This is getting ridiculous.

Don’t celebrities know that in an era where there are hidden cameras capturing fast food employees licking their fingers, touching the hamburgers, then serving them, surely you will be held accountable for slurs made in front of reliable witnesses with equally reliable recording equipment.

I suppose not.

Radio host Don Imus is the latest to “spark a firestorm of controversy” for slurs recorded showing him using disparaging epithets.

After Isiah Washington, Mel Gibson and Michael Richards, Don is latest on the “Imus” apologize bandwagon.

Imus called the Rutgers women’s basketball team “nappy-headed hoes” (jokingly of course) during a game they lost to Tennessee. Radio producer Bernard McGuirk (who has not shouldered nearly as much blame but deserves to in my opinion), said it was “the Jigaboos vs. the Wannabees.” Are we laughing yet?

It led several African-American activists such as Rev. Jesse Jackson and Rev. Al Sharpton to demand the firing of Imus for the comments and are threatening boycotts.
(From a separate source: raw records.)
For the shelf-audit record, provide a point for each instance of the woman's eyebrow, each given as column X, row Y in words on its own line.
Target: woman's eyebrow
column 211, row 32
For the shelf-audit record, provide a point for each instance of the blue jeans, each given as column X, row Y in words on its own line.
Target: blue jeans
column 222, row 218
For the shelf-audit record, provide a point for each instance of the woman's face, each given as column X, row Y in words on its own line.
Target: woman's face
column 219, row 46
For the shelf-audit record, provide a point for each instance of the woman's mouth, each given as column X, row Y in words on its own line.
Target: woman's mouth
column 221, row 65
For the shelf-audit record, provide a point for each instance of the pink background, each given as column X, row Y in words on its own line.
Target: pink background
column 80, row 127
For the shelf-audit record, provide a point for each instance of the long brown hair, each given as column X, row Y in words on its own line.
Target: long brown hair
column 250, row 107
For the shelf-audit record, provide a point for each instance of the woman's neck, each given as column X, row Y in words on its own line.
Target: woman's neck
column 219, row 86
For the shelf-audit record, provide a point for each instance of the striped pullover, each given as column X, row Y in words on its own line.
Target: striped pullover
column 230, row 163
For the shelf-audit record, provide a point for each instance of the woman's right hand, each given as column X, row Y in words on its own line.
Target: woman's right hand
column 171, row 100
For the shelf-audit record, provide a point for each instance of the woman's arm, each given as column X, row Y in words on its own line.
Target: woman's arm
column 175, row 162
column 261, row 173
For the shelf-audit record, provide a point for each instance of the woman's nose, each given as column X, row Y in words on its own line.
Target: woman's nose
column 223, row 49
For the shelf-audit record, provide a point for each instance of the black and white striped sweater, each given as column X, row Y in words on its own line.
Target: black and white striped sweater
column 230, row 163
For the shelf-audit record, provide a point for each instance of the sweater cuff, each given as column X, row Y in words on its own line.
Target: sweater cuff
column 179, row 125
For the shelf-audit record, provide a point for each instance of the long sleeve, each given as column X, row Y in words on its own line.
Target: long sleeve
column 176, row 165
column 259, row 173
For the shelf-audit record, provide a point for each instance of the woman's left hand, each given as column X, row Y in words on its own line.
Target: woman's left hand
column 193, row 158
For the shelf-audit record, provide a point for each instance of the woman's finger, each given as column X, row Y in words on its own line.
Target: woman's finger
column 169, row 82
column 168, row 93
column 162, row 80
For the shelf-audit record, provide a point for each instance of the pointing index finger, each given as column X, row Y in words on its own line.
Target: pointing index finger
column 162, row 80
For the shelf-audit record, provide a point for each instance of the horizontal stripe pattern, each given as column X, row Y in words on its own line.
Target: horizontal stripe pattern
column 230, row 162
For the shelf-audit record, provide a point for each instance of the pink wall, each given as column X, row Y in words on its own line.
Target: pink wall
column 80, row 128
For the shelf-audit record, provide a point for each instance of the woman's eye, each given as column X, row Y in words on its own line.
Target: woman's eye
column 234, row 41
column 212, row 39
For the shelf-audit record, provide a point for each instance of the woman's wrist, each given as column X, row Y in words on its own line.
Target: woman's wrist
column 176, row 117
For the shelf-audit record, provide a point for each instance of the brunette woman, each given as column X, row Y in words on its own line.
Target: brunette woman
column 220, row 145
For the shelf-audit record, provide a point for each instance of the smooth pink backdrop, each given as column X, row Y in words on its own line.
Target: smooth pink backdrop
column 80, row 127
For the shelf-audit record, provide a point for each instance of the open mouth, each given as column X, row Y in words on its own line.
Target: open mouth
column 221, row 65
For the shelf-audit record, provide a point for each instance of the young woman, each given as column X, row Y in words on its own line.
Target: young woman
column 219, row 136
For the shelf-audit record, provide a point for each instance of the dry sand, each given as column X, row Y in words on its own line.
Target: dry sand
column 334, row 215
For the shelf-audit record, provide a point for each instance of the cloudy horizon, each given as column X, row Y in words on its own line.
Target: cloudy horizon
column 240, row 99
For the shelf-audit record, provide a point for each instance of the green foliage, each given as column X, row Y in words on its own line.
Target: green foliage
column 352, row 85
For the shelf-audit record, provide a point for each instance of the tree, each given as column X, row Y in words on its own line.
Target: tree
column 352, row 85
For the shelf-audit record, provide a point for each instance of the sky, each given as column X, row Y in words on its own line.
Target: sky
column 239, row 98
If I have learned anything about protests it’s this: If the nature of your protest and the support behind you are less than the number of investor dollars at stake, it will probably fizzle out before it begins.

Look, for example, at 1983. Legendary sportscaster Howard Cosell was doing the play-by-play for a Monday Night Football game between the then-defending champion Washington Redskins and the Dallas Cowboys on ABC. Midway through the game, receiver Alvin Garrett was having a solid outing prompting Cosell to lament, “That little monkey sure does get loose doesn’t he?”

The comment, heard live on the air, triggered a similar controversy as protesters, ironically enough, like Rev. Jackson demanded he be fired. (Curiously, this was also one year shy of Jackson’s own racial slur controversy involving the Jewish community). Cosell claimed never to have made the comment, which videotape and 30 million viewers discredited. Later, Cosell offered a half-hearted apology although the protests continued-for a while.

In spite of it all, the sportcaster retained his job and was never seriously at risk of losing it. At the time, Cosell was one of the most profitable voices in sports, and no one was going to lose millions of dollars over a slur against African-Americans.

Imus went on Rev. Sharpton’s radio program apologizing for his comments saying, “The pressure to be funny on the air is pretty intense.” Which prompts the question: Who finds that funny? The largely white fanbase who probably feels he speaks for them? The “free speech” opponents of good taste-like brain-cell-impaired Howard Stern and the shock jocks who get paid to spit bile?

In the end, the controversy will fizzle away soon, and we will have blown another opportunity to use a celebrity racial tirade to prompt much-needed discussion about how we can call ourselves united against a so-called Middle Eastern menace yet still not be able to trust one another.

Perhaps Imus will think about that before he returns to work in two weeks.